Liz Lightstone, MBBS, PhD, FRCP, professor of renal medicine for the faculty of medicine, Imperial College London, discussed recently approved therapeutic options for patients with lupus nephritis and what unmet needs persist in the management of the disease.
Poor response rates and overuse of steroids are 2 issues facing the therapeutic management of lupus nephritis, with improved combination therapies warranted to better meet the needs of patients with the disease, said Liz Lightstone, MBBS, PhD, FRCP, professor of renal medicine for the faculty of medicine, Imperial College London.
Lightstone spoke during a session at the American Society of Nephrology Kidney Week 2022 meeting, titled, “Treatment of Lupus Nephritis: Beyond the Usual Suspects."
Transcript
Can you speak on the emerging treatment options for patients with lupus nephritis and any potential unmet needs addressed by these therapies?

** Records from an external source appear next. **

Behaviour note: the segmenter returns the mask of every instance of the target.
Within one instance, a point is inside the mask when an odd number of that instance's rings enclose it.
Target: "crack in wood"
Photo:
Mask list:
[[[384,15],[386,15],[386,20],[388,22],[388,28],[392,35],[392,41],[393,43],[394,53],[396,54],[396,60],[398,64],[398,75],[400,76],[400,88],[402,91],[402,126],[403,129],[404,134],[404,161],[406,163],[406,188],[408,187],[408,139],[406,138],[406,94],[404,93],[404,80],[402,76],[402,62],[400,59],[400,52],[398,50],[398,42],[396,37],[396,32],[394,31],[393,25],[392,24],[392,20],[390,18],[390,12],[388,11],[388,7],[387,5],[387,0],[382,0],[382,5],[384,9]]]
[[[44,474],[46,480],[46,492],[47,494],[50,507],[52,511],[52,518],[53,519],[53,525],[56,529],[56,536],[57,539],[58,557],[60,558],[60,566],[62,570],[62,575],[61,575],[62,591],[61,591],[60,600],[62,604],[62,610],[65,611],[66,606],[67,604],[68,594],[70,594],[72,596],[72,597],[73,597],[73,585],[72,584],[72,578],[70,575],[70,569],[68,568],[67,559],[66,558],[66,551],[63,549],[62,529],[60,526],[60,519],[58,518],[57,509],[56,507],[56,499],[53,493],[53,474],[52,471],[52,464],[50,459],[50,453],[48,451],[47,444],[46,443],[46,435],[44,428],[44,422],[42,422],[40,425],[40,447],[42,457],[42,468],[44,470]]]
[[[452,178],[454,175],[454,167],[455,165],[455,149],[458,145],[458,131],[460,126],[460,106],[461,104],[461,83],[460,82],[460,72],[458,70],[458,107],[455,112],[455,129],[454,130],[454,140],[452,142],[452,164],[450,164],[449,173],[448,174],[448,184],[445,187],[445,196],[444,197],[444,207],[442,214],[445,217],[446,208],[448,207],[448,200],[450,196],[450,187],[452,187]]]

There's really been a surge in approved drugs. We have 3 new approved drugs: belimumab, voclosporin, anifrolumab not so much for lupus, [inaudible] for nephritis. And there's other drugs coming in the pipeline that look optimistic, like obinutuzumab.
Where are the unmet needs with them? Well, they all improve outcomes compared to standard of care when they’re added on. So, that's a bonus. But if you look at the absolute rates of response, there's still only a percentage responding. At 2 years in the belimumab study, 30% had a complete response.
And if we think that you need a good response, you probably don't need a stringent response or a complete response; there's data to support that. But if you think about even a response where your proteinuria is down to 0.7, it's still only a proportion of patients achieving that. So, the unmet need is the failure to achieve that in a large group of patients. And if you're not achieving that, are those patients who are losing nephrons going to end up with worse renal function over time?
So, I think we still need better combinations. We still use far too much steroids. I would like treatments that get rid of steroids rather than just a rapid taper. We've improved; the voclosporin study used a really good rapid taper. But I think the main unmet needs are the problems of not responding, though I think there's a difference between trials and the real world, because we will have better responses in the real world.
The problem of side effects of treatment. And these are all add ons, so patients end up on a lot of stuff and they don't like being on a lot of stuff. Finding the optimal combination of therapy for the right patient at the right time, I think is what we need to do and we're not there yet.